Mumsnet has not checked the qualifications of anyone posting here. If you need help urgently or expert advice, please see our domestic violence webguide and/or relationships webguide. Many Mumsnetters experiencing domestic abuse have found this thread helpful: Listen up, everybody

What would you say was an affair?

16 replies

yimismummy · 01/05/2015 04:58

I've been texting a guy who i've known for a few years, for the past couple of days(he works next door to where i stay) so see him regularly, he gave me his number as i needed to get him to fix something for my sister and since then we've been messaging back and forth but as far as i'm concerned it's nothing to bad...just how was your day? how's the kids? etc and he'll have a moan about his oh (which we all do Wink) and yeah there is some harmless flirting which is the same as if i see him in person...i mentioned this to my friend yesterday and she said tht i'm having an emotional affair because the messages appear flirty but it's nothing i wouldn't send any other male friend... what do you guys think?

OP posts:
MoustacheofRonSwanson · 01/05/2015 05:11

It's not an affair but anything that is flirty can justifiably upset a partner. Also, does he know you mean nothing by it? Or is he playing along on the off chance?
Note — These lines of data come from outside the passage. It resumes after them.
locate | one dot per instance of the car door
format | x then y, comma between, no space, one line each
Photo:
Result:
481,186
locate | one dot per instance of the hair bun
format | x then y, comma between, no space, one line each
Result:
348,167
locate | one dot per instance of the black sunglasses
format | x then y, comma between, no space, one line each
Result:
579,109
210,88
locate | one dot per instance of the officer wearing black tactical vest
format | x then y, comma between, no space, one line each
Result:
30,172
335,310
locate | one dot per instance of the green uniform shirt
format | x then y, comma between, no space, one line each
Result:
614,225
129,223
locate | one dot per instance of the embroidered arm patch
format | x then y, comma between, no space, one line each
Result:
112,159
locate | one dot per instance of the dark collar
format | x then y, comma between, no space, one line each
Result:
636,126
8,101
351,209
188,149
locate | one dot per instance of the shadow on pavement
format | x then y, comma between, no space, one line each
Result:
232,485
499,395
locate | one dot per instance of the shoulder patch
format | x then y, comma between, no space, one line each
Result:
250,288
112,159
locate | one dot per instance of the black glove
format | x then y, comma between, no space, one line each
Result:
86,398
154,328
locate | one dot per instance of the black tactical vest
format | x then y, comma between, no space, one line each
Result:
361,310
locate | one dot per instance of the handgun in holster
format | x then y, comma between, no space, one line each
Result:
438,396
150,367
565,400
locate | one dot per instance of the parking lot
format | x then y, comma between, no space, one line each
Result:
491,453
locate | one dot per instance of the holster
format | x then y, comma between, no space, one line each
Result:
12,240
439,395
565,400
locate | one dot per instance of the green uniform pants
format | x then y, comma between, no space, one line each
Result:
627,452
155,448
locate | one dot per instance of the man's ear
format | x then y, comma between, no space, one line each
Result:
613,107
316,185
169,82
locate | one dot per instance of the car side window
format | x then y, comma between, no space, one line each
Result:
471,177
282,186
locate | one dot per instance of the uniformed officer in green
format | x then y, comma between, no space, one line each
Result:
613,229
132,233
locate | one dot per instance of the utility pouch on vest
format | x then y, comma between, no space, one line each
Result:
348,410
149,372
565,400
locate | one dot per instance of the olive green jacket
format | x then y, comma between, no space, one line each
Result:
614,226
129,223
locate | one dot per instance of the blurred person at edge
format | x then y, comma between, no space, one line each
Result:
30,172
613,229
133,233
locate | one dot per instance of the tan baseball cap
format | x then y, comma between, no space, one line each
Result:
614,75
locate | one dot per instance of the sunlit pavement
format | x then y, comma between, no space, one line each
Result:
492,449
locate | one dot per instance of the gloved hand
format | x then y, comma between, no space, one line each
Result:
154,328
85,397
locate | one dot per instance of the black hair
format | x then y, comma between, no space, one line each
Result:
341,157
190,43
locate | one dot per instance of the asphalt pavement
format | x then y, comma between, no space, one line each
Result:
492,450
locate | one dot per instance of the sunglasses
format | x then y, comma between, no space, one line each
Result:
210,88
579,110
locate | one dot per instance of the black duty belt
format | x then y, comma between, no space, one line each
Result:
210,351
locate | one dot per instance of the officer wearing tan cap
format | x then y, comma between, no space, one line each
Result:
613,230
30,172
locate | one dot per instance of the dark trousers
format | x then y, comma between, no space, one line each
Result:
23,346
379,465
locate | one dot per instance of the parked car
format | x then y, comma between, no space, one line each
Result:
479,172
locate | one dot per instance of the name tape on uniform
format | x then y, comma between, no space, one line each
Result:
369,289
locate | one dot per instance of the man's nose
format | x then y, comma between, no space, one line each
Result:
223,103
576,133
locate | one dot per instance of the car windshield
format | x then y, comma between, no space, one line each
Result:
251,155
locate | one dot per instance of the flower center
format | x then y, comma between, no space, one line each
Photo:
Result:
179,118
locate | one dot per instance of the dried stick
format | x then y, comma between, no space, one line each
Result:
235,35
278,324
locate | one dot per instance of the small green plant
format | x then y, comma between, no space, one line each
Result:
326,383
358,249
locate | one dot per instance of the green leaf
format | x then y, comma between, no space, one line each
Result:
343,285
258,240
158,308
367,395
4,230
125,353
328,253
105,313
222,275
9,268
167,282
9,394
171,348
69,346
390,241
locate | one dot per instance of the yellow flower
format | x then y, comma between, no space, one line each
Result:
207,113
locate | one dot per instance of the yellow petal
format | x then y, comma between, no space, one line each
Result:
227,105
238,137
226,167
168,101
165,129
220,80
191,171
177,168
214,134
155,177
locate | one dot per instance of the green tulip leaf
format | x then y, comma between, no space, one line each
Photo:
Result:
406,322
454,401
HellKitty · 01/05/2015 05:16

It could well be on its was to an EA which could lead on. As for the 'moaning about his OH, like we all do..'. I don't and certainly not to members of the opposite sex who 'may' have an interest in me. I'm not sure whether you have a partner or not but would you be happy for him to read the texts?
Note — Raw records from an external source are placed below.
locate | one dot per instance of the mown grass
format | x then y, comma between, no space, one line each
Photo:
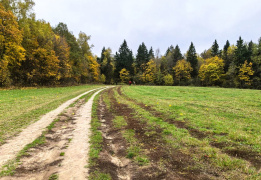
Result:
96,140
21,107
233,113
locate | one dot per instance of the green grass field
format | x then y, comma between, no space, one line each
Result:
219,128
21,107
234,112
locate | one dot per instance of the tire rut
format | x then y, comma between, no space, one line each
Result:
63,149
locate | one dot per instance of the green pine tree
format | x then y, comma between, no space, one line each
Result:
142,57
123,59
151,53
241,52
215,49
176,55
193,59
225,56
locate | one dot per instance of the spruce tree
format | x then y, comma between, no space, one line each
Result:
151,54
176,55
215,49
123,59
170,49
225,56
142,56
241,52
193,59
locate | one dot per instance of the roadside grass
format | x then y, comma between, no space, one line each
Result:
231,115
9,168
134,150
166,100
96,144
21,107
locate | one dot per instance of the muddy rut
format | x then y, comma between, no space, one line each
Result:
165,163
64,152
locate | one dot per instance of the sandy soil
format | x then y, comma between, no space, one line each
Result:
73,167
9,150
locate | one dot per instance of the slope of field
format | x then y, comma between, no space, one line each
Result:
19,108
177,133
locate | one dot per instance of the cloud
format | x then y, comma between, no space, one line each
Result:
158,23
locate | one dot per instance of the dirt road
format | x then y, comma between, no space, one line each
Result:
66,146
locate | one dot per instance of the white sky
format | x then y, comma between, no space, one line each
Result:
157,23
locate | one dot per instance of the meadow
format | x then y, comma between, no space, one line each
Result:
183,132
21,107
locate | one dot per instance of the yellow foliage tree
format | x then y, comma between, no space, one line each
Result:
183,70
11,51
212,71
46,67
168,80
245,72
62,51
150,71
124,75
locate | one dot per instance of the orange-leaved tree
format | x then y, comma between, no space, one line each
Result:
182,70
11,51
124,75
245,72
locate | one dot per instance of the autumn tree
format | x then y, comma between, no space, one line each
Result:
182,71
206,54
168,80
148,75
245,72
75,55
62,51
11,52
124,75
212,71
256,58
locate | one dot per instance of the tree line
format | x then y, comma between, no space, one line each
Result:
32,53
233,66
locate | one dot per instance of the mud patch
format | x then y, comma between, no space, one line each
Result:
248,155
165,162
180,124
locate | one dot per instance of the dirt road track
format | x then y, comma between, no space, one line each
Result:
9,150
77,153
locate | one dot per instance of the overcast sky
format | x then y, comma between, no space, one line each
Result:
157,23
yimismummy · 01/05/2015 05:31

i do have a partner and he knows this as they get on quite well, he also spends time at my dads with the neighbours watching footy etc, my oh knows i txt him and knows we get on quite well also and has no problem with this as i generally have more male than female friends anyway. my oh has read most of the messages anyway and is aware of what i have sent back...what i want to know is when does it go from banter to EA? so if it did cross that line i can nip it in the bud...like i said i haven't said anything i wouldn't say to other male friends so dunno why my friend seems to think this one is different

OP posts:
lunar1 · 01/05/2015 05:46

If you can sit next to your dp on the sofa and still send exactly the same messages then it's probably ok. If you flinch if you dp touches your phone and think you don't want him to see it then you have more than likely crossed a line.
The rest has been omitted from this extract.